His first professional assignment as a medical officer was on a West Indian packet, where he cured patients of yellow fever by evacuating them to the Blue Mountains of Jamaica. He was present during the 1798 rebellion in Wexford as physician to the crown forces. This he always considered the most melancholy period of his life. The following year he served in Holland, which gave him material for his Narrative for the expedition to Holland (1800). It was a semi-official work, confined to details of the main political and military events with few personalised sketches, and is as a consequence rather dull. While in the Netherlands he managed to acquire a highly valuable collection of Dutch masters, including Van Dykes and Rubenses.
At the attack on Copenhagen (2 April 1801) his hand was shattered. He was afterwards sent with the 49th Regiment to Canada where he remained six years, living for considerable periods among indigenous people. Concerned that as these people were unlettered their way of life, which was fast disappearing, would vanish without record, he set about amassing a vast amount of data on their customs and rituals, as well as more general information on Canadian botany, fauna, and mineralogy.

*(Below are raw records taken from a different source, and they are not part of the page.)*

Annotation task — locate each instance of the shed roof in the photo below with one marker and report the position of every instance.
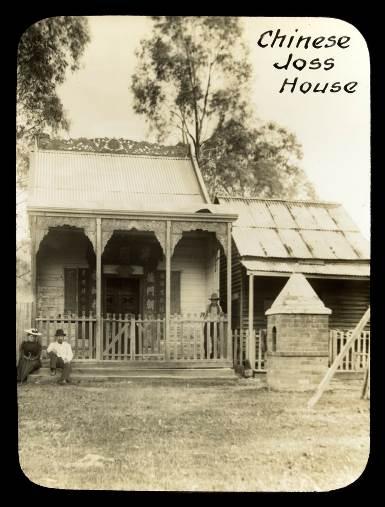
(272, 235)
(113, 181)
(298, 296)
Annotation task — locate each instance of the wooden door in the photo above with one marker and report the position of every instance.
(122, 296)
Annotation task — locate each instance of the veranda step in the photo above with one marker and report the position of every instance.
(148, 364)
(101, 374)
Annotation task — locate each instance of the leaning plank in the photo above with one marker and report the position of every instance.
(333, 368)
(366, 387)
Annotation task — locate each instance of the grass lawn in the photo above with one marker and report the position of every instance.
(168, 436)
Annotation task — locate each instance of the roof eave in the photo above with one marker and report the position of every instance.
(38, 210)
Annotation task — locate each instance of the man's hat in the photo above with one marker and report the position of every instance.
(33, 331)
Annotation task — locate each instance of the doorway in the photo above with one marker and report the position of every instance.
(122, 295)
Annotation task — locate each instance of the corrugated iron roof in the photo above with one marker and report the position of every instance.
(342, 269)
(92, 180)
(295, 230)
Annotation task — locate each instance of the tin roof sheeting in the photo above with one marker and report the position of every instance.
(294, 243)
(90, 179)
(295, 230)
(328, 269)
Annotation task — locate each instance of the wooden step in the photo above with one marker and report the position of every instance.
(145, 365)
(124, 374)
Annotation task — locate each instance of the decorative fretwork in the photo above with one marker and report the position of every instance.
(109, 225)
(112, 145)
(177, 229)
(43, 224)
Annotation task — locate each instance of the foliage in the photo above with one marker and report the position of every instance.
(46, 50)
(249, 162)
(192, 74)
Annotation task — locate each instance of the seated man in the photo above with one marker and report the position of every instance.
(60, 354)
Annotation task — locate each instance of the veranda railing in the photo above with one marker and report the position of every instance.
(80, 331)
(190, 337)
(356, 359)
(129, 337)
(358, 355)
(240, 348)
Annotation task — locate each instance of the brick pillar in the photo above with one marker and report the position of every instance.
(297, 338)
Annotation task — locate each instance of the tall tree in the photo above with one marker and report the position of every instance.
(262, 161)
(193, 75)
(47, 49)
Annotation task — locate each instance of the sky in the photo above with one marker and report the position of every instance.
(333, 128)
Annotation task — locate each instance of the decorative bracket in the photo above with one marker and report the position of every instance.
(177, 229)
(109, 225)
(44, 223)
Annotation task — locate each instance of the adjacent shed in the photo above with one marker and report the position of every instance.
(273, 238)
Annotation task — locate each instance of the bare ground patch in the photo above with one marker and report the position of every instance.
(169, 436)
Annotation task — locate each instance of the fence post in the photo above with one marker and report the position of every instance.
(99, 329)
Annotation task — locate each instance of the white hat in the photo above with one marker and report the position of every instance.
(33, 331)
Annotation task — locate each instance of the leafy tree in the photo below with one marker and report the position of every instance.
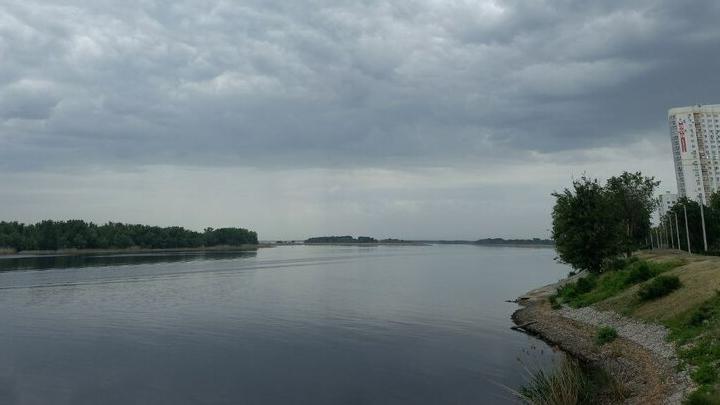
(586, 227)
(632, 194)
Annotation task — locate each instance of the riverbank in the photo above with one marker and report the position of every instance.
(641, 360)
(66, 252)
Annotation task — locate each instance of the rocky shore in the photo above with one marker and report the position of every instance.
(640, 360)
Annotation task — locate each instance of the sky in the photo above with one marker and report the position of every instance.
(414, 119)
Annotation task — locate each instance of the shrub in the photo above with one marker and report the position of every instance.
(554, 304)
(638, 274)
(705, 374)
(605, 334)
(565, 385)
(586, 284)
(659, 287)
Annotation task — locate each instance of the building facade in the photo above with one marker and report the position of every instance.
(667, 200)
(695, 137)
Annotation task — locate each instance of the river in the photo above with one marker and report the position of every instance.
(285, 325)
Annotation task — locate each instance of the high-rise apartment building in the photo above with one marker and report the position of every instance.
(695, 137)
(667, 201)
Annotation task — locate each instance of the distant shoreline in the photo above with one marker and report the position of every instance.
(4, 253)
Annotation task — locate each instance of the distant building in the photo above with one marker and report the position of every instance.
(667, 200)
(695, 137)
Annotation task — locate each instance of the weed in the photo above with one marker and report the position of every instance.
(605, 334)
(658, 287)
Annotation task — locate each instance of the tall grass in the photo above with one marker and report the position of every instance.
(595, 288)
(571, 383)
(565, 385)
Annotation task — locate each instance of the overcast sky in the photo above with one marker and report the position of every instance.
(408, 119)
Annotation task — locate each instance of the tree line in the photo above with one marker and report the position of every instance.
(78, 234)
(340, 239)
(672, 225)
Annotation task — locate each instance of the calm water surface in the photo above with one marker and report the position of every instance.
(288, 325)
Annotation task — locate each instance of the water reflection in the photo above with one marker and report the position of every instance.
(44, 262)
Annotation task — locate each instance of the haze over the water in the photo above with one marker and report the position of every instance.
(414, 119)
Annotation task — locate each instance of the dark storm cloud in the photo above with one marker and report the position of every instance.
(328, 83)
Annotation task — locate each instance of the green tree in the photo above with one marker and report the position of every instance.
(632, 194)
(586, 228)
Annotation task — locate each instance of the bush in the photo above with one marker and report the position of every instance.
(605, 334)
(554, 304)
(638, 274)
(565, 385)
(705, 374)
(660, 286)
(586, 284)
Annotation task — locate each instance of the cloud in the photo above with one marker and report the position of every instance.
(343, 85)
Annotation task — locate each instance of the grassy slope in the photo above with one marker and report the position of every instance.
(692, 312)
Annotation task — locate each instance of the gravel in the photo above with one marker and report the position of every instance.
(652, 337)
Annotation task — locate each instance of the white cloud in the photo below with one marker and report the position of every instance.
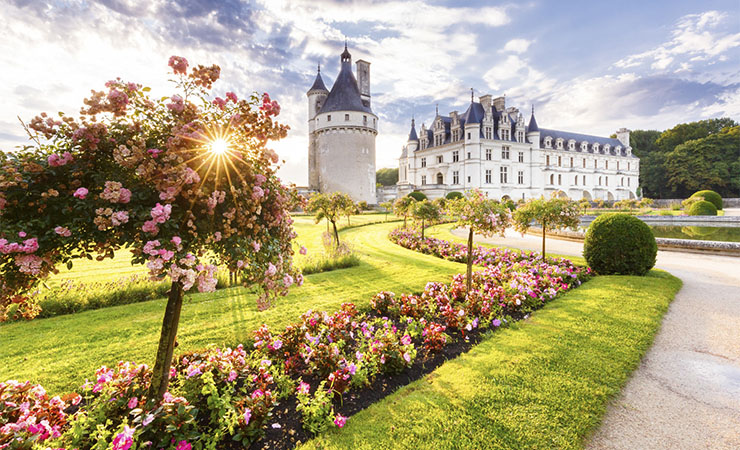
(518, 45)
(693, 37)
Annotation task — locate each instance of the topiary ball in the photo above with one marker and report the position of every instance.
(702, 208)
(619, 244)
(711, 197)
(418, 196)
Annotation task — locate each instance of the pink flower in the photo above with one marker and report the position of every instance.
(124, 440)
(179, 64)
(340, 420)
(62, 231)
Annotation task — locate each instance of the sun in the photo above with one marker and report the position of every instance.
(219, 146)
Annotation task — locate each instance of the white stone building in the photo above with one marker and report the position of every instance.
(341, 133)
(490, 147)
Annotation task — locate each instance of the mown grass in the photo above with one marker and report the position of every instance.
(60, 352)
(543, 383)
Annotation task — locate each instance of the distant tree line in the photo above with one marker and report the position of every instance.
(689, 157)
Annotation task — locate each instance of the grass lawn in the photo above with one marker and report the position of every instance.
(60, 352)
(543, 383)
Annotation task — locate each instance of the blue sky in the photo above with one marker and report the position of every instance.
(587, 66)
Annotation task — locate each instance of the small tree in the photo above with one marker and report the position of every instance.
(426, 212)
(387, 207)
(551, 214)
(404, 206)
(330, 207)
(481, 215)
(185, 182)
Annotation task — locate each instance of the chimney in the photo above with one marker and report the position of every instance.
(363, 81)
(499, 103)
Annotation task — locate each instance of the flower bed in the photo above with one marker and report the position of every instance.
(295, 382)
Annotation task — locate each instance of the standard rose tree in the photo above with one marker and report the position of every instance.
(186, 183)
(552, 214)
(481, 215)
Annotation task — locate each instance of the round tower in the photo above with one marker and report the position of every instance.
(345, 128)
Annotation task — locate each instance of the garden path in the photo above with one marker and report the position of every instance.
(685, 394)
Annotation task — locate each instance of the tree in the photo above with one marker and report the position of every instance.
(387, 177)
(426, 212)
(481, 215)
(185, 182)
(712, 162)
(330, 207)
(551, 214)
(403, 206)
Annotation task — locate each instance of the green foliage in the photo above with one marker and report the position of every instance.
(619, 244)
(702, 208)
(387, 176)
(711, 197)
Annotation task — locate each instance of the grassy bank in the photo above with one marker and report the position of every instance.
(543, 383)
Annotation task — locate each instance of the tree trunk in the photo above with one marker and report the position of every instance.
(469, 277)
(336, 234)
(161, 371)
(543, 239)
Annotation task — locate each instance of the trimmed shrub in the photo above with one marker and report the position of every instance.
(619, 244)
(702, 208)
(711, 197)
(418, 196)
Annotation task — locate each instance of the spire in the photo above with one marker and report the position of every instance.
(532, 123)
(412, 134)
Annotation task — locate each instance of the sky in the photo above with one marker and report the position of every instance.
(586, 66)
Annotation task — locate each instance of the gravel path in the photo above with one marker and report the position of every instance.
(685, 394)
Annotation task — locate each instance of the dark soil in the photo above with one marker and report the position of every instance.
(291, 432)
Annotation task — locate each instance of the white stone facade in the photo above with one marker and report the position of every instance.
(489, 147)
(342, 131)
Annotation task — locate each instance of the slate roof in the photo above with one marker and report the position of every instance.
(345, 95)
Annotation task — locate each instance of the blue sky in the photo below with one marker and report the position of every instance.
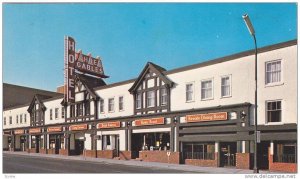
(126, 36)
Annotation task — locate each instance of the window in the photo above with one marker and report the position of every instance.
(138, 101)
(150, 99)
(225, 86)
(285, 152)
(274, 111)
(50, 114)
(56, 113)
(273, 72)
(101, 105)
(206, 89)
(111, 105)
(62, 112)
(121, 103)
(163, 96)
(189, 92)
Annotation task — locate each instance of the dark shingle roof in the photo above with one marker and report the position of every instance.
(14, 95)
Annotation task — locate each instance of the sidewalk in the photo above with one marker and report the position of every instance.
(212, 170)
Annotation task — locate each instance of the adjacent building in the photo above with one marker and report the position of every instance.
(201, 114)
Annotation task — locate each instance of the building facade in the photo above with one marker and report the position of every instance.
(201, 114)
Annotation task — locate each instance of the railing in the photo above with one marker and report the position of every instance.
(199, 155)
(285, 158)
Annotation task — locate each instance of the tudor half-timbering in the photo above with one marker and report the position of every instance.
(201, 114)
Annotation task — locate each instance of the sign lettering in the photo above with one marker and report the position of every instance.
(78, 127)
(106, 125)
(69, 69)
(34, 130)
(146, 122)
(54, 129)
(207, 117)
(19, 131)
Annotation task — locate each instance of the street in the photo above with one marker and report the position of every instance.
(33, 164)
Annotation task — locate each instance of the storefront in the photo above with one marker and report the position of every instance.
(56, 139)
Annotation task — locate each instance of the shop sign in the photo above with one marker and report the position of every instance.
(34, 130)
(89, 64)
(78, 127)
(69, 69)
(207, 117)
(20, 131)
(146, 122)
(106, 125)
(54, 129)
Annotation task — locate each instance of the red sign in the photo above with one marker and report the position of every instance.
(78, 127)
(207, 117)
(34, 130)
(106, 125)
(90, 65)
(69, 69)
(20, 131)
(54, 129)
(146, 122)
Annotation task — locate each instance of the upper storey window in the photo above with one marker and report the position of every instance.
(273, 72)
(189, 92)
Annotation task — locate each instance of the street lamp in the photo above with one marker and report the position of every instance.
(252, 33)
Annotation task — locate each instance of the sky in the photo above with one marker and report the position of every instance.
(128, 35)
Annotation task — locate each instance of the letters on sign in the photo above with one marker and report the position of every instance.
(54, 129)
(145, 122)
(34, 130)
(69, 69)
(207, 117)
(78, 127)
(19, 131)
(106, 125)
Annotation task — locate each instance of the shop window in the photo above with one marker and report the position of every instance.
(51, 117)
(56, 113)
(62, 112)
(101, 105)
(273, 72)
(274, 111)
(189, 92)
(285, 152)
(225, 86)
(202, 151)
(121, 103)
(111, 105)
(150, 99)
(138, 101)
(163, 96)
(206, 89)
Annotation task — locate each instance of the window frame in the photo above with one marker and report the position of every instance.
(266, 112)
(109, 107)
(266, 72)
(230, 86)
(212, 89)
(192, 94)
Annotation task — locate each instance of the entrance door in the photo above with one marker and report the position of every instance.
(227, 154)
(37, 144)
(262, 155)
(79, 146)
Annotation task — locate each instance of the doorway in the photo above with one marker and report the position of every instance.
(79, 146)
(227, 154)
(262, 155)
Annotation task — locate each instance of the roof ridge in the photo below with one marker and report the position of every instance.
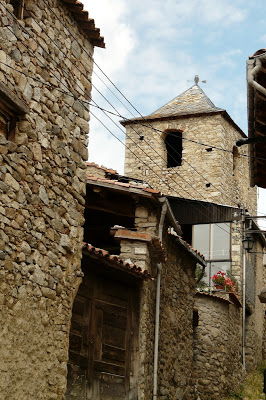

He intended to publish, but apart from a few articles in periodicals, none of this material was ever in the public domain. Leaving Canada about 1808, he spent a short period in the USA before returning to England, where he was attached to a regiment of dragoon guards, with whom he proceeded to the Iberian Peninsula. He was present at most of the battles of the Peninsular war and at Waterloo; his last posting was as professor of the medical board established at Ostend. Returning to Ireland, he found his collection of Dutch masters had been seized at customs and were never recovered. He died some years later at Summerhill, Dublin on 7 February 1832. It is not known whether he married.